Machines were also, initially, much more expensive than they have become.
In the interim, trade unions have succeeded in achieving something like a living wage for many workers, while automation also became cheaper, and the effects of this are being widely felt.
As a result, there will definitely be more job losses, but not only in mining and agriculture, or only in the manual and unskilled sectors. Automation is coming to jobs across the board, and with it are coming cries for some alternative.
In July, Daniel le Roux, head of an information research group at Stellenbosch University, estimated that automation could soon cost another 4.5 million South Africans their jobs. He based this assessment on data provided by Stats SA and on a highly regarded automation index developed at Britain’s Oxford University.
Global economic crisis
"Soon" could mean 2020 or very shorty after. And the number of jobless could be very much higher if, as seems likely, the global economic crisis becomes more acute.
As matters stand, there are now slightly less than 14 million people in work in South Africa, and those whose jobs are most immediately threatened include clerical staff, cashiers and bank tellers.
At the professional level, economists head the list.
There are also more fuel price rises in the offing, so transport — a major cost to most working class families — is bound to rise. So, too, are other costs, while worker incomes and spending power will diminish owing to greater joblessness.
This all comes at a time when the wage and welfare gap between working people and their bosses has grown into a chasm.
In 1980, in the United States, for example, the average chief executive was paid 42 times the wage of the average worker.
In the wake of the 2008 economic crisis, that soared to 361 times the average worker’s wage.
Given this background it is scarcely surprising that several unions have taken these figures to heart and are demanding that some clear policies be put in place to deal with what could be a catastrophe.
Unfortunately, the populist cry of nationalisation seems to be coming to the fore as an alternative, not only in terms of land but also with regard to “banks and monopoly industry”.
One boss for another
Yet, as economists such as Richard Wolff point out, this is no alternative and no solution to a problem caused by a system based on competition and the pursuit of profit. Especially since it comes at the same time as the latest — again, well-founded — estimates about the rising cost of living for working people, at even the most basic level.

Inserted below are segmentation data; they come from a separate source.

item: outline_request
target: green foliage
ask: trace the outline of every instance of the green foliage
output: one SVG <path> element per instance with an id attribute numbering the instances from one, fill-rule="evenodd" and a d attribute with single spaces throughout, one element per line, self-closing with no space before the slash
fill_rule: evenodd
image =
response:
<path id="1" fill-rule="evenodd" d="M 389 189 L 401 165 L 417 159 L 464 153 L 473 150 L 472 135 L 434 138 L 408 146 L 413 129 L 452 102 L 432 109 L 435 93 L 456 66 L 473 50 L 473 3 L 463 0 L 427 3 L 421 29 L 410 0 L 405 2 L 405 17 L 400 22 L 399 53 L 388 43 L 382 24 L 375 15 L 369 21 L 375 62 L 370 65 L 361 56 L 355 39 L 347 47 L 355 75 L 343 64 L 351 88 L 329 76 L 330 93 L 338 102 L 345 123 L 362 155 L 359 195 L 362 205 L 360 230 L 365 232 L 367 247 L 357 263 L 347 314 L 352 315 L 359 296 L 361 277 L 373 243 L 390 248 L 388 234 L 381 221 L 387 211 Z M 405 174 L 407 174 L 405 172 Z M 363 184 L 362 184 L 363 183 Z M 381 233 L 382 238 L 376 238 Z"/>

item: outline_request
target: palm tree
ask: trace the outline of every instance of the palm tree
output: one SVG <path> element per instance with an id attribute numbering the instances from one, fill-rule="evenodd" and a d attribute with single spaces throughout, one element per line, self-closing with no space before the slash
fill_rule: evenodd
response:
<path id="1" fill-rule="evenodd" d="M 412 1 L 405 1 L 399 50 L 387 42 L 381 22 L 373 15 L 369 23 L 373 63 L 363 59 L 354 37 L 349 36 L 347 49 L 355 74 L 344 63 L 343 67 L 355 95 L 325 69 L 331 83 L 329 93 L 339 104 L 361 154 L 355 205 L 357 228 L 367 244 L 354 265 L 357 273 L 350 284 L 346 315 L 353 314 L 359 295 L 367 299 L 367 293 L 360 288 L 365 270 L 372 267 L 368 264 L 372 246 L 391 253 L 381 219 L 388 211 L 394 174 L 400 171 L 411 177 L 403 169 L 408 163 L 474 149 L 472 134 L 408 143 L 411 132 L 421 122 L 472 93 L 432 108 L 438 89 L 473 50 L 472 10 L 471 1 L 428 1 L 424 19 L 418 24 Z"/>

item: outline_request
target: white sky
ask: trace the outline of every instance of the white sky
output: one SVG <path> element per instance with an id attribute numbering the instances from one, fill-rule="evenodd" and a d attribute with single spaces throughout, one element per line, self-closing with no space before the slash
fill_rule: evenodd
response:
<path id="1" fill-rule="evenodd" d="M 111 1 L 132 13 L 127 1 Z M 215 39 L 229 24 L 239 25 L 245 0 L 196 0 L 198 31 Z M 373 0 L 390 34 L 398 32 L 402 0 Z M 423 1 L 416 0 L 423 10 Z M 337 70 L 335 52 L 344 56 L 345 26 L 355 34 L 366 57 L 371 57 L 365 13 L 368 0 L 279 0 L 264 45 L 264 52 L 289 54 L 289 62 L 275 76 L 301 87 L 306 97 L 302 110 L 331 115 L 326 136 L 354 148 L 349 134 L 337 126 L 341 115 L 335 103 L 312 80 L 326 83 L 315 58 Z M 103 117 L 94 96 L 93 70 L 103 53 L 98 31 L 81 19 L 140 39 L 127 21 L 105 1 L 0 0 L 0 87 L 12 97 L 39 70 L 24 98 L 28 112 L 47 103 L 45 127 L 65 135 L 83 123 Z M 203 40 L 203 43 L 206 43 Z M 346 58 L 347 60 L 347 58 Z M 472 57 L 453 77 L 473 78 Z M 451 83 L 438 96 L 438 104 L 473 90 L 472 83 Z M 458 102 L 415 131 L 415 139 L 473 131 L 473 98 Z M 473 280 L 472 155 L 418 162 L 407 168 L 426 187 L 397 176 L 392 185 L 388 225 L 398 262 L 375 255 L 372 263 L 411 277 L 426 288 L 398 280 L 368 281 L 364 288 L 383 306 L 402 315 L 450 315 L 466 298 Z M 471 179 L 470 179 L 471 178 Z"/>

Suggestions along the lines of nationalisation are presented by supporters as an alternative, generally referred to as socialism; by detractors as “communism”. It is neither. It is, in fact, merely exchanging one boss for another within the same system.
As Wolff has pointed out, socialism means “abolishing the distinction between bosses and employees”. In other words, a society of equals where democracy is maximised.
This was clearly not the case in what the South African Communist Party referred to as “really existing socialism” in the former Soviet Union, a system Wolff and many others correctly label state capitalism.
It is one of the great — and enduring — myths about economic systems and the social consequences that flow from them that the former Soviet Union, Eastern Europe, China, North Korea and such countries practiced, and practice, an alternative system to capitalism. Cuba also fits this model along with more modern variants such as Venezuela. Even Sweden occasionally gets a regular “socialist” mention.
This is because many people still equate state ownership with socialism. Social welfare programmes, such as public health care and pensions are also widely labelled in this way.
But the idea of providing a little bit of “socialism” — help to the exploited and poor — in a capitalist context, probably owes more to the decidedly capitalist Count Otto von Bismarck than to Karl Marx. More than a century ago, Bismarck encouraged the idea that such measures constituted a form of socialism when he introduced them as “state socialism”. This was something that was taken up 50 years later by the National Socialist (Nazi) Party of Germany under Adolf Hitler.
But there are examples of the democratic exercise of "socialism" in an industrial context. They exist in the “recovered factories movement” of Latin America and, in particular, in Argentina. There workers seized democratic control of workplaces, succeeded in managing them and, in the process, started democratising bureaucratic trade union structures.
So when alternatives are debated, this is perhaps where examples should be sought. And they may be bolstered by researching what happened in Paris in 1871.